A White House decision to punt a pivotal energy and climate meeting slated for this morning has supporters of a global warming bill concerned that it could be even tougher to clear legislation this year.
"As if we had a week to burn," said David Hamilton, director of the Sierra Club's global warming program.
President Obama was scheduled to meet with a bipartisan group of senators this morning to hash out a summer floor strategy on energy and climate, but his schedule was changed after the White House summoned Gen. Stanley McChrystal -- the top military commander in Afghanistan -- to Washington over a Rolling Stone magazine interview in which he and his staff criticized the administration.
The White House is trying to get the meeting rescheduled for early next week, spokesman Ben LaBolt said today, but he did not confirm a specific date.
Environmentalists say the delay does not reflect a lack of commitment by the president, but it could harm prospects for finishing a climate bill this year.
"It is a big job, and we're already very much behind schedule," Hamilton said. "The longer it takes to get into the guts of this, the harder it's going to be to get it done."
Clean Air Watch President Frank O'Donnell said, "Obviously, it doesn't advance the cause. ... The clock is ticking. We all know that."
Senate Democrats have signaled that they need presidential leadership before they can move forward in a compressed legislative schedule. Senate Majority Leader Harry Reid (D-Nev.) said yesterday that his strategy for passing legislation will depend heavily on how much political capital Obama is willing to invest in the effort (E&ENews PM, June 22).
Still, Obama and his staff have insisted that the White House is committed to getting a comprehensive bill across the finish line this year. "The Senate has an opportunity before the August recess and the elections to stand up and move forward on something that could have enormous, positive consequences for generations to come," Obama said yesterday after meeting with his Cabinet.
Daniel Weiss, director of climate strategy at the Center for American Progress, said there is a "plus side" to the delay, because it will offer more time for Democrats to strategize prior to their meeting with the president. Senate Democrats are scheduled to hold another caucus on the issue tomorrow.

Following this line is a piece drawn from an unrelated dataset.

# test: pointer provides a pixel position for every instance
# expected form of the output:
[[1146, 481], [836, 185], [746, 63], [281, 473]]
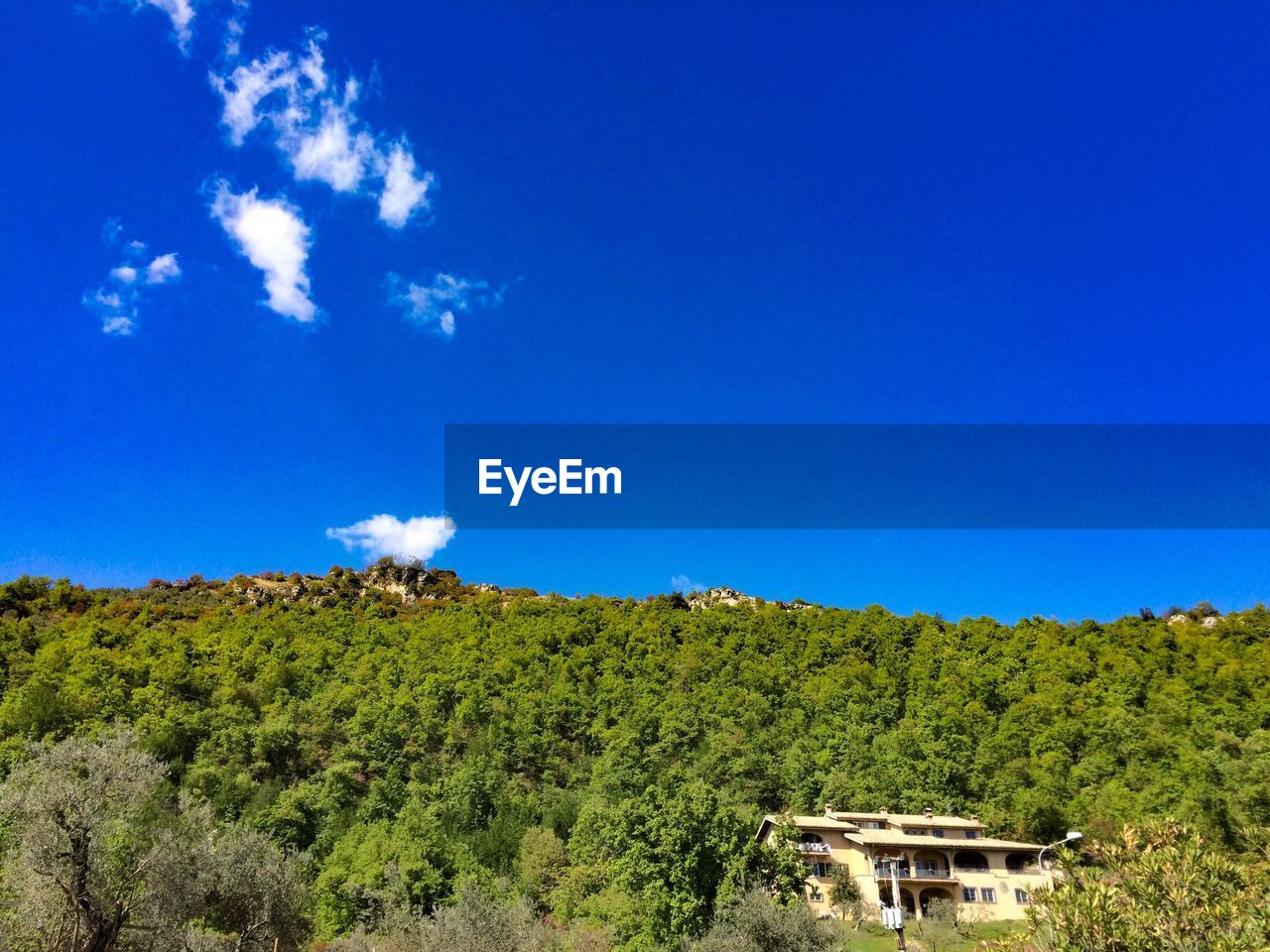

"I think the White House is doing a lot behind the scenes outside of the meeting that had been planned for today, so I don't think it'll delay things," said Environment America's federal global warming program director, Nathan Willcox.
But Eric Ueland, who served as chief of staff to former Senate Majority Leader Bill Frist (R-Tenn.), suspects that the White House was trying to buy some time.
He said that adjusting the president's schedule to accommodate the meeting with McChrystal is a "convenient explanation, but the reality is that when it comes to the Senate chess game, nobody has been able to credibly put together an approach about how a climate change bill is coming to the floor in the Senate in July as of yet."
"My guess is, from their perspective, giving it another week, seeing what additional conversations might yield makes good sense to them," Ueland said.
Parts of Obama's schedule were not changed today amid the dust-up over McChrystal, including the president's plans to attend a meeting this afternoon with the first lady on the President's Council on Physical Fitness and Sports.
But Weiss said that does not reflect on the president's priorities on energy and climate. That is a priority of the first lady, Weiss said, and "any married man will tell you that you try to always do what your wife says."
Senators who were expected to attend the meeting today were Democrats Reid, John Kerry of Massachusetts, Jeff Bingaman of New Mexico, Barbara Boxer of California, Sherrod Brown of Ohio, Debbie Stabenow of Michigan, Maria Cantwell of Washington, Jay Rockefeller of West Virginia and Tom Carper of Delware. Sen. Joe Lieberman (I-Conn.) was also invited.
Republicans who were invited include Sens. Susan Collins of Maine, Lindsey Graham of South Carolina, Lisa Murkowski of Alaska, Judd Gregg of New Hampshire and Richard Lugar of Indiana.